Auch das Land Hessen bleibt bei den Ausgaben für Forschung und Entwicklung mit 2,94 Prozent knapp hinter der Ziellinie. Der Anteil der Ausgaben, der von der Wirtschaft erbracht wird, beträgt in Hessen knapp 2,4 Prozent. Hessen liegt damit bundesweit auf dem zweiten Platz. Unter den Bundesländern haben nur Bayern und Baden-Württemberg das Ziel erreicht. Baden-Württemberg steht mit 4,8 Prozent gesamt und 3,8 Prozent Wirtschaftsanteil bei den Investitionen in Forschung und Entwicklung an der Spitze.

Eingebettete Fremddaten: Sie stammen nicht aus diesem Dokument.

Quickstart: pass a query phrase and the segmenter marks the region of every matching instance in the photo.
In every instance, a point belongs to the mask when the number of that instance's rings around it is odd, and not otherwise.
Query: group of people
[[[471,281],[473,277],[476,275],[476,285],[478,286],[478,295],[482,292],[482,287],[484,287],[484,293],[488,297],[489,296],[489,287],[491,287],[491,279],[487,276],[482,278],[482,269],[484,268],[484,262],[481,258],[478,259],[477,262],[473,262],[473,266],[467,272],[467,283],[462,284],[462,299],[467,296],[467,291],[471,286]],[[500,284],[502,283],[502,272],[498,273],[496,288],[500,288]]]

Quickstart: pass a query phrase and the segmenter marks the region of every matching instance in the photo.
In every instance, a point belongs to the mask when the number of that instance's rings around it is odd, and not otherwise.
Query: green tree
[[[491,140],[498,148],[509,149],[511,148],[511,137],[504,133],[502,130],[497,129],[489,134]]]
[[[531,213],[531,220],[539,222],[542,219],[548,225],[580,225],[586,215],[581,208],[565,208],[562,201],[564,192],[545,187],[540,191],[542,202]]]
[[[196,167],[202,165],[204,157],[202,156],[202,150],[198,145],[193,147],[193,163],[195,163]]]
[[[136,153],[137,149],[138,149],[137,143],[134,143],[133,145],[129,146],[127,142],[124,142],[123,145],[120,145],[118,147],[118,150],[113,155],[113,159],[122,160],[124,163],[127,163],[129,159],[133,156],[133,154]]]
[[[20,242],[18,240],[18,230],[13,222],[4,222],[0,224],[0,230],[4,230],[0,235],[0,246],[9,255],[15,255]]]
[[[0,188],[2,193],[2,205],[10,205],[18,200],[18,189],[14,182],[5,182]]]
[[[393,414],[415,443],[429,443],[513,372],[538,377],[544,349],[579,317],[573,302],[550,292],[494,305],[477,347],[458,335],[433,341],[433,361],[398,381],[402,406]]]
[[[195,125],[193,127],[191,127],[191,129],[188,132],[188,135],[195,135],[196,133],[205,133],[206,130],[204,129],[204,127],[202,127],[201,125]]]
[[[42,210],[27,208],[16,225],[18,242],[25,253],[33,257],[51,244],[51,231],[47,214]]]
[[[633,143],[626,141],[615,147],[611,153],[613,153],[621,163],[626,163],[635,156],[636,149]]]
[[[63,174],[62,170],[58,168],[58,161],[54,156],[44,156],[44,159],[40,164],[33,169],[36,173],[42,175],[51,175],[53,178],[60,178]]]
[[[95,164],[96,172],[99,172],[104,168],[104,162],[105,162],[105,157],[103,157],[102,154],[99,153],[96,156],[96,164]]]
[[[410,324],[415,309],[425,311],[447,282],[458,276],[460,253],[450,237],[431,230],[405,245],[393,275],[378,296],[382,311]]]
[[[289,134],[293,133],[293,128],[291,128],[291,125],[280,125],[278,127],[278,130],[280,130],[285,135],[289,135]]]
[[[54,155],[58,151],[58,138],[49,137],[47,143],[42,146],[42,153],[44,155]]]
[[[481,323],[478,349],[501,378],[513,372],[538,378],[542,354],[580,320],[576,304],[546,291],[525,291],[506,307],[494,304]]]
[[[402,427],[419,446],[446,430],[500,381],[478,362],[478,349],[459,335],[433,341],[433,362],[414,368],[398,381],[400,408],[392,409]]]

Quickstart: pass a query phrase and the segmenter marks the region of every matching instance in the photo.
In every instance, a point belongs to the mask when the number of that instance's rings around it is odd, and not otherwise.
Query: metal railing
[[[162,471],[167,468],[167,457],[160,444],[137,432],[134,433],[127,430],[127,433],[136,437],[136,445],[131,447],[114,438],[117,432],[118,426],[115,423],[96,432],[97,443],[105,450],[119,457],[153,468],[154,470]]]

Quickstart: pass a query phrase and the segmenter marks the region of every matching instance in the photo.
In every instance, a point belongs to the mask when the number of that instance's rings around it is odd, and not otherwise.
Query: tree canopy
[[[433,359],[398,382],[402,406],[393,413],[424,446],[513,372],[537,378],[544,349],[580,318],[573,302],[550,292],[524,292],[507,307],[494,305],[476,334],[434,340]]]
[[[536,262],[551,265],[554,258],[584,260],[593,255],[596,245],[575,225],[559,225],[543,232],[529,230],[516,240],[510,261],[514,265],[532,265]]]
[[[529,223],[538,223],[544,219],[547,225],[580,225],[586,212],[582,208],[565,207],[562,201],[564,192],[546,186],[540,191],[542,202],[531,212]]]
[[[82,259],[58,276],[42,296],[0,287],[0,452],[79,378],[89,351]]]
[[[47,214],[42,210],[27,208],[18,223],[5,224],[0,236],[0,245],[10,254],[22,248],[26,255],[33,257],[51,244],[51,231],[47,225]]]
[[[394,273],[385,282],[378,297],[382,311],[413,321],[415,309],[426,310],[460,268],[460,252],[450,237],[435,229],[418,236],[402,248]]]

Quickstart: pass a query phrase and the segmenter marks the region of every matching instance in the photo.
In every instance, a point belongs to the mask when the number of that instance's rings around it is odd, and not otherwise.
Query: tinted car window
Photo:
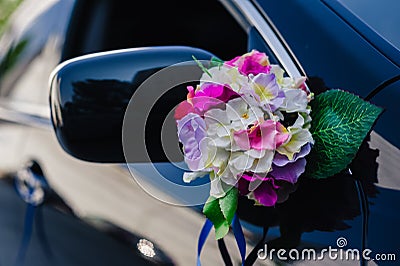
[[[193,46],[230,59],[246,52],[247,35],[216,0],[82,0],[74,9],[63,60],[159,45]]]
[[[48,78],[60,61],[163,45],[199,47],[228,60],[246,52],[247,34],[215,0],[196,8],[189,1],[66,0],[38,6],[27,0],[0,42],[0,94],[47,105]]]
[[[48,104],[48,77],[59,63],[74,1],[24,1],[0,41],[0,95]]]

„Zwar hat Hessen bei den Investitionen die Drei-Prozent-Hürde nicht überschritten. Im Ranking der Regionen sind wir dennoch vorne mit dabei“, sagt Dr. Roland Lentz, Leiter des Geschäftsbereichs Innovation und Umwelt der IHK Darmstadt. „Die Regionen Rhein-Main und Rhein-Neckar liegen auf den Plätzen drei und vier, direkt hinter Stuttgart und München. Dies zeigt, dass Südhessen im Bereich der Forschung und Entwicklung großes Potenzial hat. Die Gesamtregion Rhein Main Neckar ist die führende Technologieregion in Europa.“

Der internationale Vergleich zeigt, dass diejenigen Länder bei der Lebensqualität, dem Wohlstand und der Arbeitslosigkeit vorne liegen, die mehr als drei Prozent für Forschung ausgeben. Dies sind Finnland, Schweden und Dänemark. Großbritannien (1,77 Prozent) und Italien (1,26 Prozent) liegen auf den hinteren Plätzen. Weltweit liegen Japan und Korea weit über drei Prozent, China hat seine Ausgaben seit 1995 von 0,57 auf derzeit 1,7 Prozent mehr als verdreifacht.